Pages: 176
Format: 188×127×23㎜
Bookmaking: softcover
Language: Japanese
Publication Year: 2023
Publisher: 編集グループSURE
ISBN None

志願兵の肖像
映画にみる皇民化運動期の朝鮮と戦後日本

¥2640 (税込)

編集グループSUREの本には口述書が多い。SUREのメンバーが、著者を囲んでその著者の話をうまく引き出す。軽やかな口語のリズムが読みやすく、小難しい問題も一気に身近に手繰り寄せることができる。それぞれの分野の入門書としても使えるだろう。もしそれを読んでみてもっと深く知りたくなれば、他の出版社から出たその著者の本を読んでみればいい。重いテーマや、分厚い研究によって構築された知や思想哲学の話を、いかに「ひらく」か。これを考えることは、本来社会のためにあるはずの研究や、人間の暮らしに活きるはずの「人文知」を、一般庶民である我々「主役」の手元に持ってきて、よく馴染むように調節するという実践でもある。本書もSUREの持ち味である口述書であり、日本の植民地支配期の朝鮮で製作された映画について、映画史家であり評論家の四方田犬彦が論じ、作家の黒川創らが聞き手を務める。

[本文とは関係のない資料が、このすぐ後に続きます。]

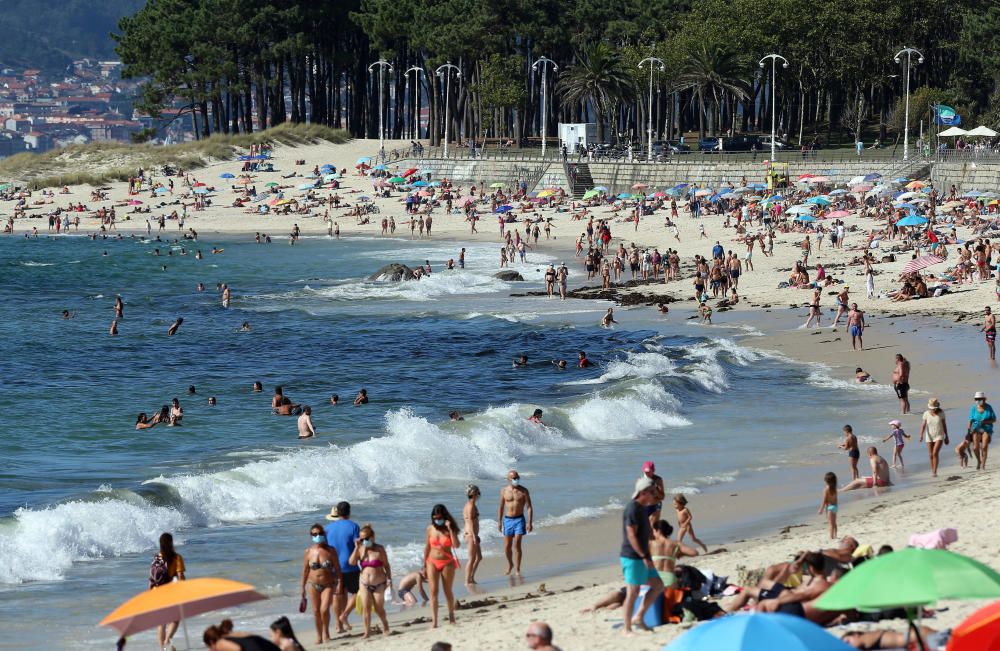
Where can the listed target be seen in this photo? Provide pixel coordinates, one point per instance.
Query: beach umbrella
(911, 577)
(922, 262)
(758, 632)
(911, 220)
(177, 601)
(981, 630)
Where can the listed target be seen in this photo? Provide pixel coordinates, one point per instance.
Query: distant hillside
(51, 33)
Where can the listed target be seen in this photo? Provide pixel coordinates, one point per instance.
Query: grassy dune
(96, 163)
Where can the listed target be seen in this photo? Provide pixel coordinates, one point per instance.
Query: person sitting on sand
(880, 474)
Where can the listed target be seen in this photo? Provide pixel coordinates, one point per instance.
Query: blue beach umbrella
(911, 220)
(758, 632)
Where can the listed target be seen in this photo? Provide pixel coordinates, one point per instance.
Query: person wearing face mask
(440, 559)
(515, 502)
(376, 576)
(321, 580)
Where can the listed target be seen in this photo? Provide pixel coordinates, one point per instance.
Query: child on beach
(897, 433)
(829, 503)
(684, 518)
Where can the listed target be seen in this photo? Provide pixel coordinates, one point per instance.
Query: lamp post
(544, 62)
(649, 126)
(416, 70)
(444, 70)
(381, 64)
(774, 70)
(909, 52)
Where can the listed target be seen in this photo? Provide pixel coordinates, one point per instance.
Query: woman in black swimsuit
(321, 577)
(222, 638)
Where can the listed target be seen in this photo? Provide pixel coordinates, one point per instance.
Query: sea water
(84, 496)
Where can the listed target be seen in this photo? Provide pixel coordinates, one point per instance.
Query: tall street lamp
(651, 61)
(544, 62)
(381, 64)
(416, 70)
(444, 71)
(909, 52)
(774, 63)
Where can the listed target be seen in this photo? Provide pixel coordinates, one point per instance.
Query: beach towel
(939, 539)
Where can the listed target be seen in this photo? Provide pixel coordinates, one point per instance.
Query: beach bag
(159, 573)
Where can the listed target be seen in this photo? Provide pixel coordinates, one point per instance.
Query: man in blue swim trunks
(637, 565)
(515, 502)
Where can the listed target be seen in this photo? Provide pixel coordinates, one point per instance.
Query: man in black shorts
(901, 382)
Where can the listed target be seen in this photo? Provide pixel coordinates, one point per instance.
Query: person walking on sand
(901, 382)
(981, 419)
(684, 522)
(990, 328)
(856, 326)
(341, 534)
(470, 518)
(829, 503)
(896, 432)
(376, 576)
(635, 557)
(321, 580)
(440, 559)
(850, 444)
(514, 520)
(933, 425)
(880, 474)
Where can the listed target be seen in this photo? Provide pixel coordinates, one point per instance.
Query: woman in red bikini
(376, 576)
(440, 558)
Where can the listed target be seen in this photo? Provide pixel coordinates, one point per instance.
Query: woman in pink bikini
(440, 559)
(376, 576)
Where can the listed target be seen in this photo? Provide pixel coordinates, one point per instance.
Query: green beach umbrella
(909, 578)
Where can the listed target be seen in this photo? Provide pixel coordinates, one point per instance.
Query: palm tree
(714, 72)
(599, 78)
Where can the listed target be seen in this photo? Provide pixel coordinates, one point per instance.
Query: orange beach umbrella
(176, 601)
(980, 631)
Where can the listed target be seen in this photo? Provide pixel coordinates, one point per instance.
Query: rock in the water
(394, 272)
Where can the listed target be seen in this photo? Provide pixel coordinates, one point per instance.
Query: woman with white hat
(981, 419)
(935, 428)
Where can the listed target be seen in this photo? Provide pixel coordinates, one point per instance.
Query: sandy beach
(938, 335)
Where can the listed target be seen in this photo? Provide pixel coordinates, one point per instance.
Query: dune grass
(96, 163)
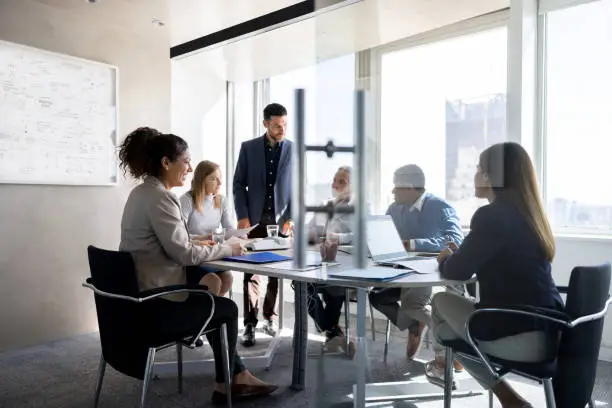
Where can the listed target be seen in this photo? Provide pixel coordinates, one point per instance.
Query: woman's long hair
(513, 180)
(203, 170)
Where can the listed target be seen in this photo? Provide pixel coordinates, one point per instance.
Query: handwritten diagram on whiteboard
(58, 118)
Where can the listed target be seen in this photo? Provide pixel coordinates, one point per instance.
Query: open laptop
(385, 244)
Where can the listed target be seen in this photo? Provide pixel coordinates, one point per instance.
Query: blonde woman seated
(510, 249)
(204, 210)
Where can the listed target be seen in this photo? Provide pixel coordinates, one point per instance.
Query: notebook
(258, 258)
(385, 244)
(374, 275)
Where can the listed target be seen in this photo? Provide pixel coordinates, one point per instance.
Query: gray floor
(62, 374)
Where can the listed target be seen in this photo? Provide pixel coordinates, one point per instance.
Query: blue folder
(258, 258)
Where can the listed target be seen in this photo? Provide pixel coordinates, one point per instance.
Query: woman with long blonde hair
(204, 210)
(510, 248)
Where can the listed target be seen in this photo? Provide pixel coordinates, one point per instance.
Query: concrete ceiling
(356, 27)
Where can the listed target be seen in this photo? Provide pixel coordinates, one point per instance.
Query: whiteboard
(58, 118)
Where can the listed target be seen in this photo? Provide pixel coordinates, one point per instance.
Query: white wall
(573, 252)
(46, 229)
(199, 107)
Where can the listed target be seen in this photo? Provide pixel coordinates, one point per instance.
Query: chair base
(413, 390)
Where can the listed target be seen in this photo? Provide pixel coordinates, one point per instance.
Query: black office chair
(568, 376)
(129, 342)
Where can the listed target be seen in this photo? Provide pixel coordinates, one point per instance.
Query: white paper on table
(289, 266)
(239, 233)
(236, 240)
(422, 266)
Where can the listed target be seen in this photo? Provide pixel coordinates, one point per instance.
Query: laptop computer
(385, 244)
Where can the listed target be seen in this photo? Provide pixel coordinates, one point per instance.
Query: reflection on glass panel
(214, 132)
(329, 88)
(441, 105)
(579, 117)
(244, 101)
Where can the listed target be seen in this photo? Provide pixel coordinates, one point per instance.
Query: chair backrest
(120, 322)
(588, 291)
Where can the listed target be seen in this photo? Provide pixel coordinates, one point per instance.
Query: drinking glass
(329, 248)
(218, 236)
(272, 231)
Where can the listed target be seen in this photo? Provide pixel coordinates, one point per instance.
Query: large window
(578, 117)
(442, 103)
(329, 90)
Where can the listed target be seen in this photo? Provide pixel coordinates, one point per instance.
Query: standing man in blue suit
(262, 195)
(425, 223)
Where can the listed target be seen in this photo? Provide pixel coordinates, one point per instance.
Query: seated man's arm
(485, 240)
(449, 229)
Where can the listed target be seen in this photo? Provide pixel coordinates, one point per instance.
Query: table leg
(359, 398)
(300, 338)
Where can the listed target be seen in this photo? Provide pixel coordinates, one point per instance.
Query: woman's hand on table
(446, 252)
(237, 249)
(204, 242)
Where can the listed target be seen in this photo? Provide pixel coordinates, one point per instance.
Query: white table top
(320, 275)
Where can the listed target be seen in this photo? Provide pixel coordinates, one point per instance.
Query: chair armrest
(553, 316)
(168, 290)
(149, 294)
(549, 315)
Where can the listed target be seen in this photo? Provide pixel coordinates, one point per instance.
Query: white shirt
(209, 218)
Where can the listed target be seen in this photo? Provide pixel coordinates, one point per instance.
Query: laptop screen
(383, 239)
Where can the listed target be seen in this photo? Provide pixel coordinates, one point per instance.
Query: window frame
(474, 25)
(540, 137)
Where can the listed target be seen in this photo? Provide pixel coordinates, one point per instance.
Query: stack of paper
(371, 274)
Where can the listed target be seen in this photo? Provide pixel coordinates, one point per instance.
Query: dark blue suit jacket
(249, 185)
(505, 254)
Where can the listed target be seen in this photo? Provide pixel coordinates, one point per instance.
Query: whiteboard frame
(115, 70)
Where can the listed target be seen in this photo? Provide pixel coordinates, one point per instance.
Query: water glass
(218, 236)
(329, 248)
(272, 231)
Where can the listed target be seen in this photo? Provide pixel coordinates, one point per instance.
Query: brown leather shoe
(241, 392)
(457, 366)
(414, 340)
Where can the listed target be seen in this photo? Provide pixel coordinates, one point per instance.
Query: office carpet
(62, 374)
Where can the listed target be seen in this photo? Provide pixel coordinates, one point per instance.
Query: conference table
(321, 275)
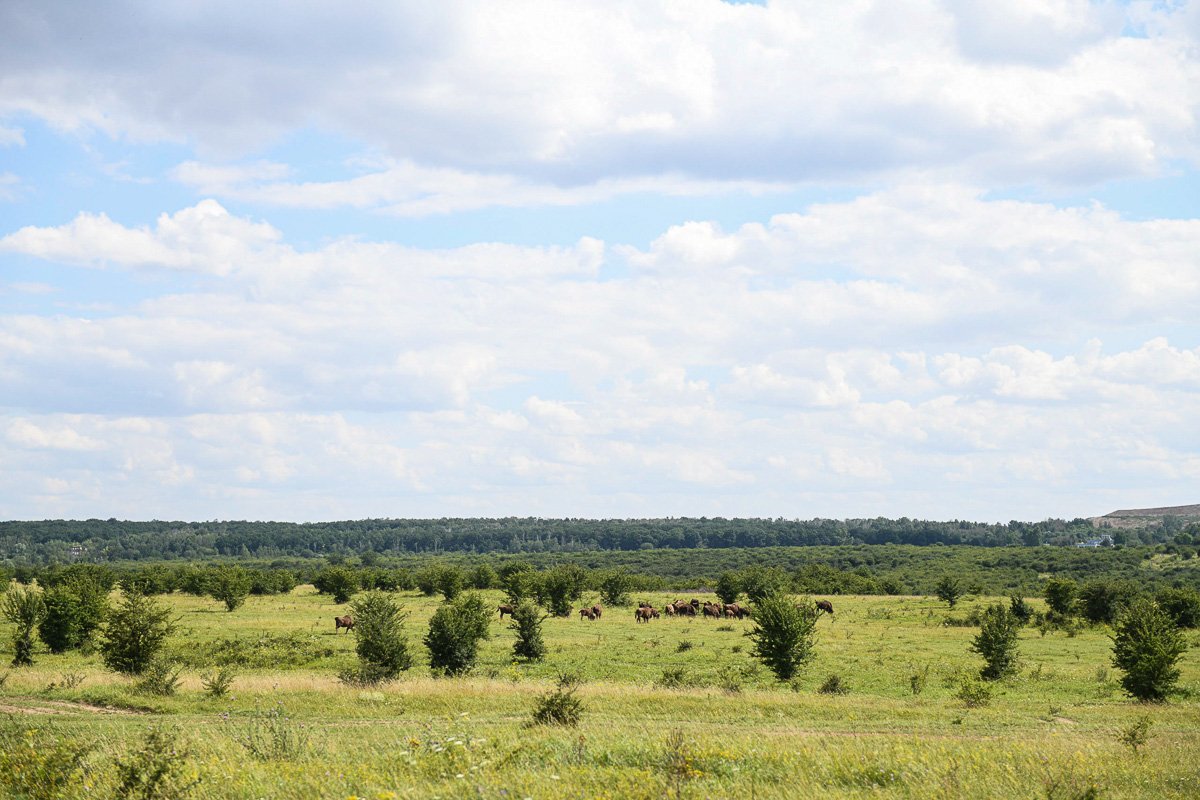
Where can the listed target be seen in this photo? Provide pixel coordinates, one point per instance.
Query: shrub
(559, 705)
(784, 635)
(1181, 605)
(948, 590)
(155, 771)
(337, 581)
(379, 636)
(834, 685)
(455, 632)
(161, 678)
(996, 642)
(558, 588)
(231, 585)
(527, 621)
(271, 735)
(75, 609)
(135, 633)
(24, 607)
(39, 763)
(1060, 594)
(975, 693)
(217, 683)
(615, 588)
(1146, 647)
(729, 587)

日本統治時代、朝鮮ではサイレント映画からトーキー映画へと移行が進み、多くの映画作品が製作されたが、日韓双方の社会から「負の歴史」の作品と見なされ、十分な研究がなされていない。SUREを頼りに歴史や日韓問題の入り口に立ち、当時の朝鮮映画に着目する数少ない研究者の一人である四方田氏の言葉から朝鮮人「志願兵」の描かれ方や当時の「皇民化」運動の波紋を知ることは、現代を多角的に見られるきっかけとなるだろう。

購入者特典として、雑誌『オフショア』山本佳奈子さんによる解説エッセイ付き。